Review of neoclassical position on money and its limitations
It is logical to expect that a small group of people transacting among themselves will not be subject to money illusion. Say, 5 people are trading just one good amongst themselves and have differing ‘income’ levels in a toy economy. Suddenly if everyone’s income were to be doubled, the price of the good might have a tendency to double as well. Most neoclassical economists take this simplistic notion too far and declare that there is no money illusion in the real economy as well. Whereas interestingly enough, even in a laboratory experiment, we might be able to detect deviations from fully rational behavior as people take time to get used to the new state of affairs and sometimes do not get used to it at all.

For example, some of them might suddenly decide to start saving. Some others may not want to increase price because of reasons of fairness. Still others may expect the incomes to go back to lower levels and hence play safe. Lack of knowledge, anchoring biases, fairness considerations, uncertainty will all contribute to people avoiding the jump to the doubling of price.

I am reasonably certain that even in the set-ups where knowledge is universal and available (all 5 are told that their incomes have exactly doubled simultaneously) and uncertainty is removed (they are also told that these doubled incomes are permanent and will not reduce), we will still not see the adjustment to double price for a while, and maybe never.

In the real life where below practical deviations occur, this is even more unlikely.
  •  Incomes do not rise in tandem. There is differential growth rate across sectors as a norm.
  •  Tendency to save is almost an exogenous variable in this picture. Income growth rate and consumption growth rate may deviate.
  • There are lots of different goods and services. The prices do not respond uniformly. Averaging camouflages this divergent response.
  • Consumers do not adjust their reactions to prices in real time.
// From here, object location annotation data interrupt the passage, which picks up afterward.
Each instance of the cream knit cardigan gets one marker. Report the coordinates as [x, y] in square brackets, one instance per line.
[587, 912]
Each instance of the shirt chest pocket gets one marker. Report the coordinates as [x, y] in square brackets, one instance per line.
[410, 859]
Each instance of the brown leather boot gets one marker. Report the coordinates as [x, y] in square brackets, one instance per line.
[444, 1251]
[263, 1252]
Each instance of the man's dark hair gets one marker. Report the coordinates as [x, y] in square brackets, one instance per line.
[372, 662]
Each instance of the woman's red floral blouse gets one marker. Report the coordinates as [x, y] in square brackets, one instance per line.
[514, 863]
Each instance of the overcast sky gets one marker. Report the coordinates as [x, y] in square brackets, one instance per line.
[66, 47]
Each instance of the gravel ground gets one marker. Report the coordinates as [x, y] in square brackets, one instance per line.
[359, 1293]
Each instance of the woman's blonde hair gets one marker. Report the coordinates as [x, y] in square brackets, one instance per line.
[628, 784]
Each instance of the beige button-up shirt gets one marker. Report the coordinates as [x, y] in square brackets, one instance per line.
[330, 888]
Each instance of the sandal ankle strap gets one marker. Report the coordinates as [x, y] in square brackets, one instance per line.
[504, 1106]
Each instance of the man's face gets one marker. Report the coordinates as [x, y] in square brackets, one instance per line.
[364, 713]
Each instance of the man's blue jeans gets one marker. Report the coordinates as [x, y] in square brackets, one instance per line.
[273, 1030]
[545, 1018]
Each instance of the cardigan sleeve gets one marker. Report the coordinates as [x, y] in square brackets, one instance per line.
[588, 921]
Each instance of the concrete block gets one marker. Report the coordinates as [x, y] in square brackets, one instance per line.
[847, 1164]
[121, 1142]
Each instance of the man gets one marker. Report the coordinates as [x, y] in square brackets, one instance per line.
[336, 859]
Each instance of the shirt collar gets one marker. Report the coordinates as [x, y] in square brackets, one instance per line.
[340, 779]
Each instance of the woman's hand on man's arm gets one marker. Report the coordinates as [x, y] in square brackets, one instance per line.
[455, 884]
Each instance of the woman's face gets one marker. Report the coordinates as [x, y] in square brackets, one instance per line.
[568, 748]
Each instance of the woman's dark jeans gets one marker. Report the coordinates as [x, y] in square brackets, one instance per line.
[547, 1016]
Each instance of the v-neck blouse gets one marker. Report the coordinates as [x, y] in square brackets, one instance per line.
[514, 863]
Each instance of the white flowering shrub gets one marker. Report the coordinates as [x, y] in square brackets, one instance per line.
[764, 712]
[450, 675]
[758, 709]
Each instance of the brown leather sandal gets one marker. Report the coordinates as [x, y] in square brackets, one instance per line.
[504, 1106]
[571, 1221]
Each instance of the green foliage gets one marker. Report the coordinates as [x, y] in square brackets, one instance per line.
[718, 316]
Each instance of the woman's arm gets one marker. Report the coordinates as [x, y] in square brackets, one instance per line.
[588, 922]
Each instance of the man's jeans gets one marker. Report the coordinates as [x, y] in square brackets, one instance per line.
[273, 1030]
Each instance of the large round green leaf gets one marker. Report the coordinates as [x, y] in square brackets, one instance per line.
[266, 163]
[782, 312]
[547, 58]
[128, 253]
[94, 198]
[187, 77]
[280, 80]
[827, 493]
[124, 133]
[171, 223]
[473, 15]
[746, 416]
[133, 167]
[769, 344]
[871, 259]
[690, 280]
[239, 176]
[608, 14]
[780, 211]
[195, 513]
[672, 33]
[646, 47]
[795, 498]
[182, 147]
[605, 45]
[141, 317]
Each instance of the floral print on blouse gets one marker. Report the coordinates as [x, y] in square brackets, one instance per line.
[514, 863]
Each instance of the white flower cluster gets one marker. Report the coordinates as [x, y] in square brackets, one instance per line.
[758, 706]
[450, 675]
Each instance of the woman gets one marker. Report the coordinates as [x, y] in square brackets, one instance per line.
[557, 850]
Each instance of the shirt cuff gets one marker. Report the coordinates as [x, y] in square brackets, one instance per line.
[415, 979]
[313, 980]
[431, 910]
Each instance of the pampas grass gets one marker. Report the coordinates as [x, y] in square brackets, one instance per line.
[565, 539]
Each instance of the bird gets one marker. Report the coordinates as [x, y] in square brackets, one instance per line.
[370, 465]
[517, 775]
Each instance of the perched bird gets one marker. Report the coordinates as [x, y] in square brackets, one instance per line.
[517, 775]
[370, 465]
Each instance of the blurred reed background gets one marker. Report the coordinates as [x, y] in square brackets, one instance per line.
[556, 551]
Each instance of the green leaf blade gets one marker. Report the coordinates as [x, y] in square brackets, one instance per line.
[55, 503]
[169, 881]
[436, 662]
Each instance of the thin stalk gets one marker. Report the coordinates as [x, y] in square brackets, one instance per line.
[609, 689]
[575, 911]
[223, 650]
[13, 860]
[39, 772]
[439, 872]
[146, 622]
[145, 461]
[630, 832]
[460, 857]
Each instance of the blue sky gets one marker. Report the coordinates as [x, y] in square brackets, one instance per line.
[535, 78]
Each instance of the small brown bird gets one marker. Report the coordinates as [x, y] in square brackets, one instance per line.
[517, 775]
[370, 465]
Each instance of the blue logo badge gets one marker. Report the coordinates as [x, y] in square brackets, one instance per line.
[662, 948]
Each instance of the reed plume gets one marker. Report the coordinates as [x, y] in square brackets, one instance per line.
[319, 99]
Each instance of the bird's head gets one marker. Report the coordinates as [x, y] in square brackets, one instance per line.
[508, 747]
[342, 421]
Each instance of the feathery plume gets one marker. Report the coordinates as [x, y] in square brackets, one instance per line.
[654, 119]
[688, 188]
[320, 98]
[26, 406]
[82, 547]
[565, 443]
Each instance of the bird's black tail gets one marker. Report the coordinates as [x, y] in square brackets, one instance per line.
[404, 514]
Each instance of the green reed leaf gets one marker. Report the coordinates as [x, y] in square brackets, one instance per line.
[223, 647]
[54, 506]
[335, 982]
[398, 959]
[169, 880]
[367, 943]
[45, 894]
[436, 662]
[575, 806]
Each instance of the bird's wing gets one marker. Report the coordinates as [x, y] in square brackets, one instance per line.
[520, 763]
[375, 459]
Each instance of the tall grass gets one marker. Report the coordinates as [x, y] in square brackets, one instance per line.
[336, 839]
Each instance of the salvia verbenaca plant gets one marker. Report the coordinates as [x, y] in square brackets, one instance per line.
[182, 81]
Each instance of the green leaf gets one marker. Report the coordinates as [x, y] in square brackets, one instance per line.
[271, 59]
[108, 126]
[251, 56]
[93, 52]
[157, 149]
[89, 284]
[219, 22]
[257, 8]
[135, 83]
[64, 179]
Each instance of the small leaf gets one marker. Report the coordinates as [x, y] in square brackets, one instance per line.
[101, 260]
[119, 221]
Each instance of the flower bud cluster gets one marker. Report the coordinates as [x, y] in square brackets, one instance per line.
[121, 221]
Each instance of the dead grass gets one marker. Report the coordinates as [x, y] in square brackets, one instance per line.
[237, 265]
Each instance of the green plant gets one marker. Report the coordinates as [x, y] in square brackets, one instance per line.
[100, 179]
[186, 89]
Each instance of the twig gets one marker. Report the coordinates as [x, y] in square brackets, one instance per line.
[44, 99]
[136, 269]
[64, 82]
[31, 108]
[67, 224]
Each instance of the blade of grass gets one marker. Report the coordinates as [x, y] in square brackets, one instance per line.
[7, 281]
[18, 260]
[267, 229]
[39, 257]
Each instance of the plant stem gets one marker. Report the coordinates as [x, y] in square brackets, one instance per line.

They react differently to different price increases.

Hence the expectation of prices going up uniformly in line with nominal incomes is a mirage. Of course in a closed economy, since total expenditure has to be equal to total incomes, the increase in nominal incomes will lead to rise in the total value of expenditure – price into volume. If the volume has not grown, prices will grow such that the totals match. The point however is what goes on below the surface, inside the averages and aggregates. The simplifying assumption of neoclassical economics is that everything is uniform. Since things are dealt with either at a single individual/firm level or only in complete economy-wide aggregates, the implicit hypothesis is that everything moves in tandem. On pointing out this extreme assumption, most supporters of the neoclassical theory would say that this is at best a model and we can always refine it using specific phenomena to incorporate the deviations.

That misses the whole point. Starting with a wrong model and theory and then trying to get closer to reality through refinements is likely to be epistemologically wrong. What is worse, it is likely to throw up fairly misleading policy prescriptions.


The model is oversimplified but that can be ignored since refinements will tide over that limitation. A bigger issue is that the model incorrectly models economic participants as REAs with complete knowledge and fully calculated rational responses. This is an assumption that cannot be improved incrementally through incorporating one behavioral bias at a time and one incomplete information point at a time. Wondering about this one comes to a more fundamental question – why do we need to cling to the neoclassical model and then refine it? Why can’t we think of a new model which also models reality but starts with more real assumptions and is likely to need less refinement to achieve the same outcome as regards predictions and recommendations? At the heart of it, the debate boils down to the modus operandi of conducting studies in macroeconomics. There is no right approach. The limitations of the neoclassical model seem to suggest that there is probably a much better way of modeling macroeconomic reality.